Every kid, during the 1950’s, picked berries.  As soon as school was out in June we’d be at the fields picking strawberries.  The poor kids did it because they needed the money.  The rich kids did it because their parents felt it would teach them the honor of hard work.

Poor kids rode the berry bus.  We’d get up at 5 a.m. walk a mile or more to the bus stop and get on the berry bus.   It would make its way around Thurston County picking up kids along the route.  After an hour or more of riding the bus we’d make it to the fields.  The rich kids were dropped off at the field by their folks, but we all made it.

We’d hide our brown bag lunch in the grass, under something so no one would steal it, and report to the row boss who was usually a large woman.  She would assign us a row.

The fields were always damp in the early morning and it was chilly, so we’d start with our jackets on, but very shortly, as the summer sun warmed us up and dried out the fields, the jackets would come off, thrown haphazardly behind us.

We’d  pick the biggest berries first because they filled up the boxes quicker, but the row boss would always make us go back and redo a row because we left too many small berries.

We’d push our flats in front of us, making small talk with the pickers around us and making eyes at the girls.   But soon, we’d become bored with the work and would start a berry fight and throw rotting berries at each other, anything to pass the time.
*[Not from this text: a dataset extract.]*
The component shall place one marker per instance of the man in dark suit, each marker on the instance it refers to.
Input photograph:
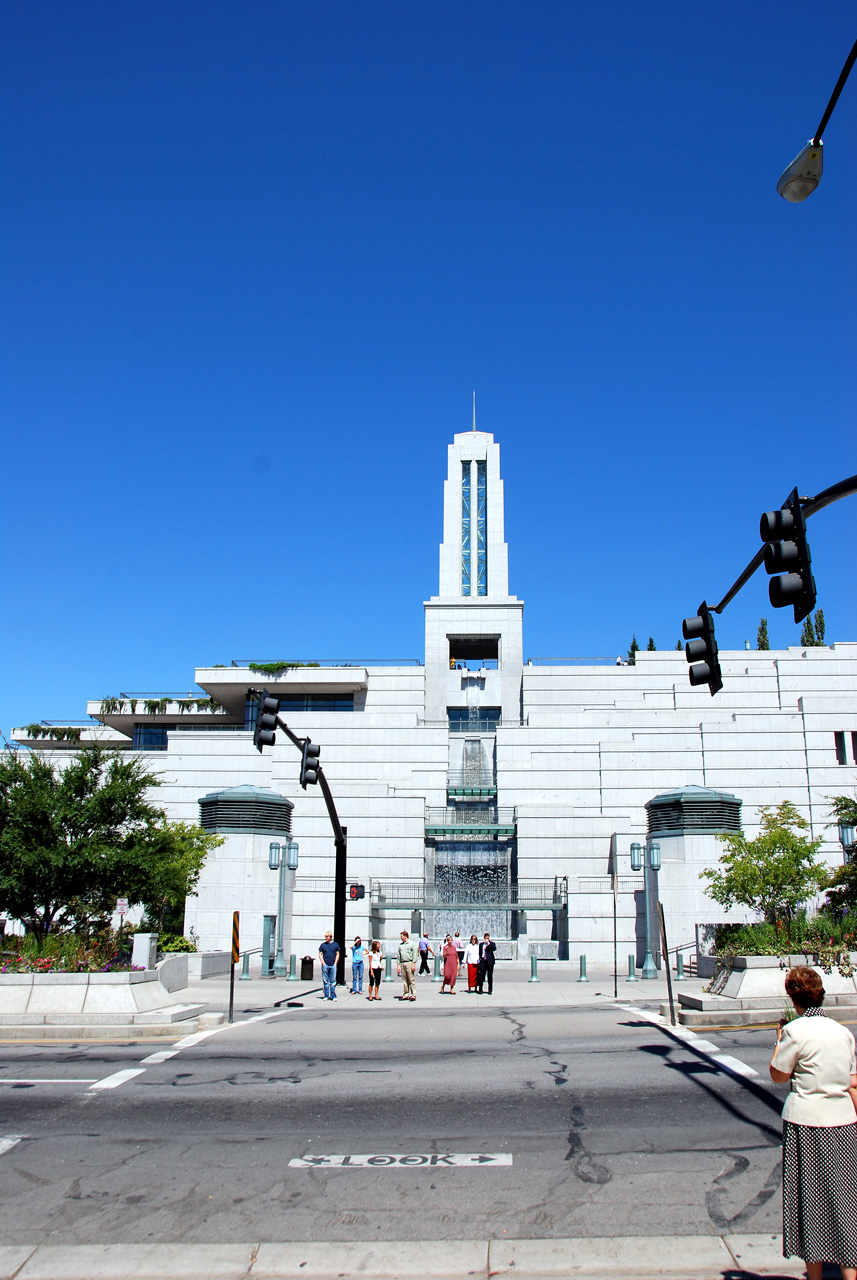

After what seemed like hours, it would be time for lunch.  We’d find our brown bag, eat the sandwich and drink the pop, now warm from the sun.  But, too soon, it was back to work.

Each filled flat would be taken to the row boss, who would either accept it, or send us back to fill it up more.  Once she was OK with it, she’d punch our card, and we’d start all over again with a new flat.

Some of us worked all season, some worked for just a few days, but after what seemed like forever the berry bus would arrive and we’d stop picking for the day.  The rich kids got picked up at the field in the family car.  We’d get to ride the berry bus on its long trip back home, knowing that tomorrow we’d start it all over again.

As the season progressed some of us would continue on to pick raspberries and later green beans.  But we all picked strawberries, rich and poor.  It was the great equalizer.